Case study 2. The autonomous agent from the second case study is a firefighter drone whose detailed description is available at [17]. Its model identifies 21 robotic-platform services (i.e., capabilities) corresponding to sensors, actuators, and an embedded software library of the platform. We consider scenarios in which the firefighter drone interacts with several stakeholders: human firefighters, humans affected by a fire, and teleoperators.

In these scenarios, the drone surveys a building where a fire was reported to identify the fire location, and it either tries to extinguish a clearly identified fire using its small on-board water reservoir, or sends footage of the surveyed building to teleoperators. If, however, there are humans in the video stream, there are privacy (ethical and/or legal) concerns. Additionally, the drone sounds an alarm when its battery is running out. There are social requirements about sounding a loud alarm too close to a human. The SLEEC specification for this agent consists of seven rules, within which SLEECVAL identified one conflict (between the rules shown in Fig. 4) and seven redundancies. The conflict is due to the fact that Rule3 requires that the alarm is triggered (event SoundAlarm) when the battery level is critical (signalled by the event BatteryCritical) and either the temperature is great than 35℃ or a person is detected, while the defeater from Rule7 prohibits the triggering of the alarm when a person is detected.

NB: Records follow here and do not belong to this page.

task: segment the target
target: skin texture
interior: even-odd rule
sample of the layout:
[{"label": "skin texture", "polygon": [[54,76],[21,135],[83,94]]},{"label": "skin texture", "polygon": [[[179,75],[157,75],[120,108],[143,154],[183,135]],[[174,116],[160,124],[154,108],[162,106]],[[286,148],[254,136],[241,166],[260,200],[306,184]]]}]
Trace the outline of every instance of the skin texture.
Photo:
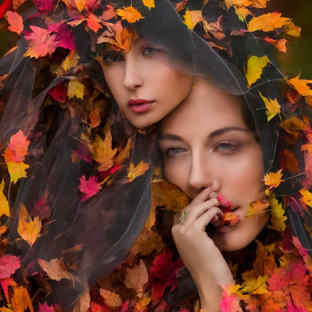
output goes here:
[{"label": "skin texture", "polygon": [[[157,122],[176,107],[192,89],[193,76],[176,71],[163,48],[139,39],[126,55],[115,52],[103,56],[103,72],[113,96],[126,117],[142,129]],[[136,113],[129,100],[154,101],[147,111]]]},{"label": "skin texture", "polygon": [[[266,213],[245,218],[248,204],[265,196],[260,192],[262,149],[244,121],[238,102],[199,80],[194,86],[162,121],[160,145],[166,178],[194,198],[183,224],[173,227],[176,245],[198,289],[202,308],[218,311],[222,292],[218,285],[233,279],[221,251],[246,246],[268,220]],[[225,130],[231,127],[241,130]],[[216,227],[223,224],[216,199],[219,192],[240,221],[235,227],[219,228],[226,234],[218,234],[212,240],[205,229],[209,222]]]}]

Overheads. The overheads of the SLEECVAL validation depend on the complexity and size of the SLEEC specifications, which preliminary discussions with stakeholders suggested might include between several tens and a few hundred rules. In our evaluation, the checks of the 27 assertions from the assistive robot case study and of the 63 assertions from the firefighter drone case study were performed in under 30s and 70s, respectively, on a standard MacBook laptop. As the number of checks is quadratic in the size of the SLEEC rule set, the time required to validate a fully fledged rule set of, say, 100–200 rules should not exceed tens of minutes on a similar machine.

Fig. 4.
figure 4

Conflicting rules for the firefighter drone case study.

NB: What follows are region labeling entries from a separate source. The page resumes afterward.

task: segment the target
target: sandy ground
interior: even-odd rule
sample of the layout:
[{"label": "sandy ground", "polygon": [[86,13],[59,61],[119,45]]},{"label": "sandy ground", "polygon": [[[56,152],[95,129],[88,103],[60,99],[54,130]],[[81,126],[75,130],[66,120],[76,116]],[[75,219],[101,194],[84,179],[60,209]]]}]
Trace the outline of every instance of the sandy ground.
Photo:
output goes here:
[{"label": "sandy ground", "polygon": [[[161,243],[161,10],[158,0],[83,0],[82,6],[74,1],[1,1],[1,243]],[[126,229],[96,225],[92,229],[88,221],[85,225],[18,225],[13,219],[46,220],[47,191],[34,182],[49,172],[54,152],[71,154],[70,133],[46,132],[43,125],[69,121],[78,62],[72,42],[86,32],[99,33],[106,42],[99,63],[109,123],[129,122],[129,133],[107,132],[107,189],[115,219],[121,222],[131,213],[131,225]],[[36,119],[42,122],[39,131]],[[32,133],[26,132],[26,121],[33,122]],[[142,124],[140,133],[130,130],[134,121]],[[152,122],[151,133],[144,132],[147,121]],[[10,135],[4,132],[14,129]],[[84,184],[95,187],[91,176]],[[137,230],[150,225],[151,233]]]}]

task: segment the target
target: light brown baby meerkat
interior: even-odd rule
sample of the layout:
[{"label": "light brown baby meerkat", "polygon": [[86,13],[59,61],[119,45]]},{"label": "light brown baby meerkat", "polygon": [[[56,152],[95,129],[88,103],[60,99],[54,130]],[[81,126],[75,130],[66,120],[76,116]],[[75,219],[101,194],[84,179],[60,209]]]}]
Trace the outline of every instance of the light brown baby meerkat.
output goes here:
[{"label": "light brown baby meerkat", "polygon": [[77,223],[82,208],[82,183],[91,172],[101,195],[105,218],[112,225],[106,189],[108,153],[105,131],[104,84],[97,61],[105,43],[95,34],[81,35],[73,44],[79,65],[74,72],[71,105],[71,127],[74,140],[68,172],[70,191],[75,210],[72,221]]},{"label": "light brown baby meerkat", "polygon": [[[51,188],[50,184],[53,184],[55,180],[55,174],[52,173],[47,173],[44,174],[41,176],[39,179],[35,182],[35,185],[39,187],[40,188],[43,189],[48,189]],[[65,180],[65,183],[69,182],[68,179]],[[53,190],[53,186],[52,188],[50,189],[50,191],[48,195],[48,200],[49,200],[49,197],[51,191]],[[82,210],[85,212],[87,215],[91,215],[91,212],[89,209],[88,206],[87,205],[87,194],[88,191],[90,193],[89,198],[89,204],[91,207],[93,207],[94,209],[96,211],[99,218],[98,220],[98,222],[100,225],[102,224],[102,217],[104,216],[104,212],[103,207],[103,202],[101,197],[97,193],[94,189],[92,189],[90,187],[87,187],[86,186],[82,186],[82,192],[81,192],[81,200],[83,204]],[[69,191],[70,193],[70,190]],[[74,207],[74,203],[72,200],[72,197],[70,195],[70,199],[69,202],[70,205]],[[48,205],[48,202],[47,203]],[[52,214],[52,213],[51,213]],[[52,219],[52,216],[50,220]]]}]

Usability. We have conducted a preliminary study in which we have asked eight tool users (including lawyers, philosophers, computer scientists, roboticists and human factors experts) to assess the SLEECVAL usability and expressiveness, and to provide feedback to us. In this trial, the users were asked to define SLEEC requirements for autonomous agents used in their projects, e.g. autonomous cars and healthcare systems. The feedback received from these users can be summarized as follows: (1) SLEECVAL is easy to use and the language is intuitive; (2) The highlighting of keywords, errors messages and warnings is particularly helpful in supporting the definition of a comprehensive and valid SLEEC specification; (3) Using the FDR4 output (e.g., counterexamples) directly is useful as a preliminary solution, but more meaningful messages are required to make rule conflicts and redundancies easier to comprehend and fix.

4 Conclusion

We have introduced SLEECVAL, a tool for definition and validation of normative rules for autonomous agents. SLEECVAL uses a DSL for encoding of timed SLEEC requirements, and provides them with a tock-CSP semantics that is automatically calculated by SLEECVAL, as are checks for conflicts and redundancy between rules. We also presented the results from the SLEECVAL use for an assistive dressing robot and a firefighter drone.

In the future, we will consider uncertainty in the agents and their environments by extending the SLEEC DSL with probability constructs. Additionally, we will develop a mechanism to annotate rules with labels that can be used to provide more insightful feedback to SLEEC experts. Finally, a systematic and comprehensive user study is also planned as future work. Our vision is to automate the whole process in Fig. 3 with a suggestive feedback loop allowing users to address validation issues within their rule sets.